Julián de Zulueta y Amondo, 1st Marquis of Álava and 1st Viscount of Casablanca (Julián de Zulueta y Amondo, primer Marqués de Álava y Vizconde de Casablanca) (8 January 1814 – 4 May 1878) was a Spanish Politician of Basque descent.

==Early life==
Zulueta was born in Anúcita, Álava on 8 January 1814. He was the son of Domingo Timoteo de Zulueta y de Salcedo, de Lezameta y Ugarte and, his wife, Manuela Estefania de Amondo y Barañano, and a first cousin of Andrés de Isasi de Zulueta, 1st Marquis of Barambio.

==Career==
He was a slave trader and proprietor in Cuba, Regidor and Mayor (Alcalde) of Havana, Senator for life of the Kingdom of Spain, etc., and was created Grand Cross of the Order of Isabel the Catholic and the Order of Charles III and also received the titles of 1st Marquess of Álava and the previous title of 1st Viscount of Casa Blanca. Among his many commercial and industrial activities was a very extensive part in the trans-Atlantic slave trade.

== Personal life ==
On 1 October 1842, Zulueta married Francisca de los Dolores Samá y de la Mota (1825–1857). Francisca, who was born in Trujillo, Badajoz, was a daughter of Lt. Jaime Samá y Martí of the Infantry of the Spanish Army, who was of Catalan descent, and, his wife, Josefa de la Mota y García, of Castilian descent.
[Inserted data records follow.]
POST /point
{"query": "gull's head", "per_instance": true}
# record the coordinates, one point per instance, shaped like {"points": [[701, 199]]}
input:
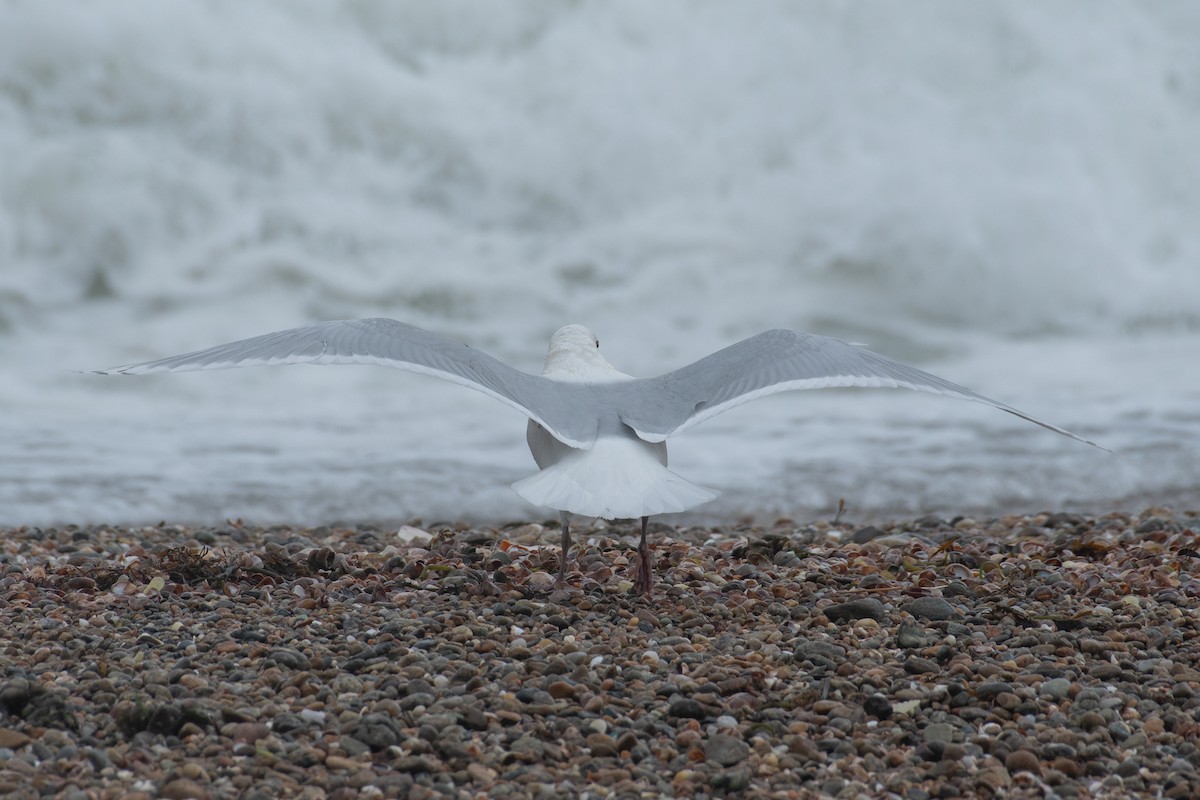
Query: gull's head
{"points": [[575, 355]]}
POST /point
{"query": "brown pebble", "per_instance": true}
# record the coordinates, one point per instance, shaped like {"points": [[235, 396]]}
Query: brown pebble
{"points": [[601, 745], [1068, 767], [995, 777], [1007, 701], [1023, 761], [561, 690], [341, 763], [12, 739], [250, 732], [184, 789]]}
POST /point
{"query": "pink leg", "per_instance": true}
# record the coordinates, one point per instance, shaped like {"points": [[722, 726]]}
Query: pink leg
{"points": [[567, 547], [645, 577]]}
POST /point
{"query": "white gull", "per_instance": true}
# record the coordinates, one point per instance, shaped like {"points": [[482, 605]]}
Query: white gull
{"points": [[598, 435]]}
Before her death in 1857 in Havana, they were the parents of:

- Salvador de Zulueta y Samá, 2nd Marquess of Álava, 2nd Viscount of Casa Blanca (1851–1913), who married María de las Angustias Martos y Arizcún, daughter of the 6th Marquesses of Iturbieta.
- Ernesto de Zulueta y Samá (1855–1919), a Spanish Politician who married his second cousin María de Isasi y Murgoitio, a daughter of Andrés de Isasi, 1st Marquis of Barambio, in 1881.

The Marquis of Álava died in Havana in 1878.